Researchers from McMaster University set out to explore a possible molecular mechanism by which ultraviolet (UV) biophotons could elicit bystander responses in reporter cells and resolve the problem of seemingly mutually exclusive mechanisms of a physical UV signal & a soluble factor-mediated bystander signal.
The human colon carcinoma cell line, HCT116 p53 +/+, was directly irradiated with 0.5 Gy tritium beta particles to induce ultraviolet biophoton emission. Bystander cells were not directly irradiated but were exposed to the emitted UV biophotons. Medium was subsequently harvested from UV-exposed bystander cells. The exosomes extracted from this medium were incubated with reporter cell populations. These reporter cells were then assayed for clonogenic survival and mitochondrial membrane potential with and without prior treatment of the exosomes with RNase.

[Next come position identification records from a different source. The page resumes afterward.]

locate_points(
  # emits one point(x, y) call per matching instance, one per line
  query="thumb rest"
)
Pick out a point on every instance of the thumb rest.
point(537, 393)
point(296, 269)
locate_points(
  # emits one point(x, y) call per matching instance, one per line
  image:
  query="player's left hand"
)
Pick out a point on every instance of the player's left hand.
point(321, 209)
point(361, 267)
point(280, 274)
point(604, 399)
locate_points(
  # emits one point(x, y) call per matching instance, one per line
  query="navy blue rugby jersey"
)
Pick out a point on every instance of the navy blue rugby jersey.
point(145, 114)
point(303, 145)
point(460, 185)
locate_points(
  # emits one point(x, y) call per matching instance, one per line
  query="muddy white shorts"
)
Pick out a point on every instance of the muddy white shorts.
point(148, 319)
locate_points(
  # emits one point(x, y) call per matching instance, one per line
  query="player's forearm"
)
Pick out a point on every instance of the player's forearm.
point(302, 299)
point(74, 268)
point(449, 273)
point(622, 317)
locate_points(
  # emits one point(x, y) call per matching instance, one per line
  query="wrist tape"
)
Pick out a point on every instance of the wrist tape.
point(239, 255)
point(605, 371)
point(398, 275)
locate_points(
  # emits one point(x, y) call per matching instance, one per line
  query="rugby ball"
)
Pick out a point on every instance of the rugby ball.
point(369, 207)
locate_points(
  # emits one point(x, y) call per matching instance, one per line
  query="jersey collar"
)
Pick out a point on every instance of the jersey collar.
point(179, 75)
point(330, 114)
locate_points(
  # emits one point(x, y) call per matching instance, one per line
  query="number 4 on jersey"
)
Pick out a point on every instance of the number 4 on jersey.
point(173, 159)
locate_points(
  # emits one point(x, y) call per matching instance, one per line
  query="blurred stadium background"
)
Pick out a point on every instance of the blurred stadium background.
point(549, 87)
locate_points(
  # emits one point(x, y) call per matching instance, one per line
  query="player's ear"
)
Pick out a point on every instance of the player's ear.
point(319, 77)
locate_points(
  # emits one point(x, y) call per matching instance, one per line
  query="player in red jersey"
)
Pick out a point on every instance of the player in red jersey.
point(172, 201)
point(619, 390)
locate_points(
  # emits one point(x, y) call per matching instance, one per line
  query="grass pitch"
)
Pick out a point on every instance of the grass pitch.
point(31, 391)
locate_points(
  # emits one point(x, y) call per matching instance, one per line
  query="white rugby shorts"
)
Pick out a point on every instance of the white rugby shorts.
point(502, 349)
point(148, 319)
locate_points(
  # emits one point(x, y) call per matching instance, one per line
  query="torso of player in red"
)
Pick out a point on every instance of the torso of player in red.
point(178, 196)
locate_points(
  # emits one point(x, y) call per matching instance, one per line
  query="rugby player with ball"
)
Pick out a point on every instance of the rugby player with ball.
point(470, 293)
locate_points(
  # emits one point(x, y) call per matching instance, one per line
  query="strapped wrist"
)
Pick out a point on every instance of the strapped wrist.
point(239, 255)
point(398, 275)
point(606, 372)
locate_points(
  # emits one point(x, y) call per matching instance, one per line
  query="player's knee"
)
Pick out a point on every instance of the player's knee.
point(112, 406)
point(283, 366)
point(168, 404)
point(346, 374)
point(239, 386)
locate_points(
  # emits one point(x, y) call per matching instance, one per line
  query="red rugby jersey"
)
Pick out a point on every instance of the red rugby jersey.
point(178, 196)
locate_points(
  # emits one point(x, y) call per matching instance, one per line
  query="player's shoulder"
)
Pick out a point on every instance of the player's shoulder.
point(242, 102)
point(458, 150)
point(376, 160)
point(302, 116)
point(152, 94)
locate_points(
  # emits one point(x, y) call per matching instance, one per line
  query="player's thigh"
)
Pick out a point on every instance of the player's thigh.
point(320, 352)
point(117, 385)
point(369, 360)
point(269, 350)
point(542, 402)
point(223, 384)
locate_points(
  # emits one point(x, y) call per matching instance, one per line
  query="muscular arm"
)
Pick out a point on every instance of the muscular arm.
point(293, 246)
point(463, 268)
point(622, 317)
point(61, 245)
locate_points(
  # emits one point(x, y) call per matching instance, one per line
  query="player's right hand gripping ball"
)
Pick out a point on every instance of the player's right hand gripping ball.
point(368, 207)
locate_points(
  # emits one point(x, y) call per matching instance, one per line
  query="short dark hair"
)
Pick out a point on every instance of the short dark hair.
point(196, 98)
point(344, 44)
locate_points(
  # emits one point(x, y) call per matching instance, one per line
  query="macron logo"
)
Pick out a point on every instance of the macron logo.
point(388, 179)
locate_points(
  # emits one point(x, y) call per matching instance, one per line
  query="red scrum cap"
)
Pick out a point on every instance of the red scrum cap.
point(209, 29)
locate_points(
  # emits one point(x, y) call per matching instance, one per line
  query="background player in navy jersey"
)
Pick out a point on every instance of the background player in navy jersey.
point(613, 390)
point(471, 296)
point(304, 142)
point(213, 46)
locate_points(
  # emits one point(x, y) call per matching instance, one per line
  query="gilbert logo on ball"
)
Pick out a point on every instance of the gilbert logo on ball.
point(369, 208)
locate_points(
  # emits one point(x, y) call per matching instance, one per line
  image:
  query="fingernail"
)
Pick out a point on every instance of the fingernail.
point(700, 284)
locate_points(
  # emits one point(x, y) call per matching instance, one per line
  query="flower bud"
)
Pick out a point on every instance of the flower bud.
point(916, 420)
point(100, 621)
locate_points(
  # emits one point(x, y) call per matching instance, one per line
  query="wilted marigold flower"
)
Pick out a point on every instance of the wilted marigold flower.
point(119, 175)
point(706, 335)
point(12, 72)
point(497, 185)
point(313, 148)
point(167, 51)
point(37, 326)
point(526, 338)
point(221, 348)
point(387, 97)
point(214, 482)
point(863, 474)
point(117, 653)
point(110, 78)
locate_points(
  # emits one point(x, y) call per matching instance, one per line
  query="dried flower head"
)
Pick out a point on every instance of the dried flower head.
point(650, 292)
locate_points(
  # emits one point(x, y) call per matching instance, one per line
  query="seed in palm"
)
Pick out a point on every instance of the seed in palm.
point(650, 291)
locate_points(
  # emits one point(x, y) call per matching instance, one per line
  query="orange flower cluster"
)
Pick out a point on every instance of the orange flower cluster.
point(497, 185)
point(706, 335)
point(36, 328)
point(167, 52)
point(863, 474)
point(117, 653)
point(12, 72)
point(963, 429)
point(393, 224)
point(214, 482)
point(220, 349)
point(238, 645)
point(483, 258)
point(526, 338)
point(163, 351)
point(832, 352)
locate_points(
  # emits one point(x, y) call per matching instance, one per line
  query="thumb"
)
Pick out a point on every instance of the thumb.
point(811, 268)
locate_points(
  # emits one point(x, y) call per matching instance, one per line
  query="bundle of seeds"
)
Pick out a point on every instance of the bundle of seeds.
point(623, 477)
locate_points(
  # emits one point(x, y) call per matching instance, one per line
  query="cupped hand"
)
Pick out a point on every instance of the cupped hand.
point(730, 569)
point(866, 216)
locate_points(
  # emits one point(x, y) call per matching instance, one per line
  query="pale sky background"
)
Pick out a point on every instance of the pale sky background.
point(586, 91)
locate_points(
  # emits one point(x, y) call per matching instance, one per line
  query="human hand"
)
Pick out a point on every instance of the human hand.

Clonogenic cell survival was significantly reduced in reporter cells incubated with exosomes extracted from cells exposed to secondarily-emitted UV. These exosomes also induced significant mitochondrial membrane depolarization in receiving reporter cells. Conversely, exosomes extracted from non-UV-exposed cells did not produce bystander effects in reporter cells. The treatment of exosomes with RNase prior to their incubation with reporter cells effectively abolished bystander effects in reporter cells and this suggests a role for RNA in mediating the bystander response elicited by UV biophotons and their produced exosomes.
Transmission electron microscopy images illustrating the exosomes
that were extracted from HCT116 p53 +/+ cells via ultracentrifugation
Exosomes are indicated by arrowheads. Scale bars in each of the four panels represent 100 nm. (A) Exosomes extracted from UV-exposed cells, direct magnification: 120 000x. (B) Exosomes extracted from non-UV-exposed control cells, direct magnification: 100 000x. (C) Exosomes from UV-exposed cells, direct magnification: 140 000x. (D) Exosome from UV-exposed cells, direct magnification: 160 000x.
This study supports a role for exosomes released from UV biophoton-exposed bystander cells in eliciting bystander responses and also indicates a reconciliation between the UV-mediated bystander effect and the bystander effect which has been suggested in the literature to be mediated by soluble factors.